Bradley Prize recipient Shelby Steele is a Research Fellow at the Hoover Institution on War, Revolution and Peace at Stanford University. Previously, he taught literature at San Jose State University. His poignant and challenging thinking on American race relations, social culture, and identity politics has had a profound influence on mainstream attitudes about the roles of education, families, and character in overcoming the legacies of slavery and segregation.
A cogently contrarian commentator, his first big book was The Content of Our Character: A New Vision of Race in America, which won a National Book Critics Circle annual award for the finest books published in English. He has also authored A Dream Deferred: The Second Betrayal of Black Freedom in America, White Guilt: How Blacks and Whites Together Destroyed the Promise of the Civil Rights Era and A Bound Man: Why We Are Excited About Obama and Why He Can’t Win.

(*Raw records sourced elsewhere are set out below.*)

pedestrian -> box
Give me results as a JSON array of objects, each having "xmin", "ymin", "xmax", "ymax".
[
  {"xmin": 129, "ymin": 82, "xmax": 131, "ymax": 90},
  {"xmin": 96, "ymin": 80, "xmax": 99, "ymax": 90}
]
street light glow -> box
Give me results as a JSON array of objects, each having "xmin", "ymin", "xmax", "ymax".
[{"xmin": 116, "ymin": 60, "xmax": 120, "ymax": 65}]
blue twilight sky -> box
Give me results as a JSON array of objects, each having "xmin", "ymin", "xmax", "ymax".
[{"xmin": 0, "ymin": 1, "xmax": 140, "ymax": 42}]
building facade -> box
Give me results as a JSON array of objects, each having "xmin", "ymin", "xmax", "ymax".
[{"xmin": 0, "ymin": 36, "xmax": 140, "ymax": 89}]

As well, Steele is a regular contributor to the op-ed pages of The New York Times and The Wall Street Journal, and he is a contributing editor to Harper’s Magazine.
“The great promise of the United States of America lies in the wonderful interplay between individual freedom and individual responsibility,” he told The American Enterprise in a 2006 interview. “That’s the secret of our greatness; it always has been, and it always will be. That’s why I hate to see identity politics come in, because then we’re evaluated on the color of our skin, or the group we’re supposed to belong to. If America loses that, then we’re in trouble.”
In 1991, Steele won an Emmy Award, a Writer’s Guild Award, and the San Francisco Film Festival Award for his work on the Public Broadcasting System documentarySeven Days in Bensonhurst, too. In 1994, he was awarded the National Humanities Medal.
Steele serves on the boards of the Manhattan Institute for Policy Research’s Center for the New American Community and the American Academy for Liberal Education. Born in Chicago, he holds a B.A. from Coe College in Cedar Rapids, Ia., an M.A. from Southern Illinois University, and a Ph.D. from the University of Utah.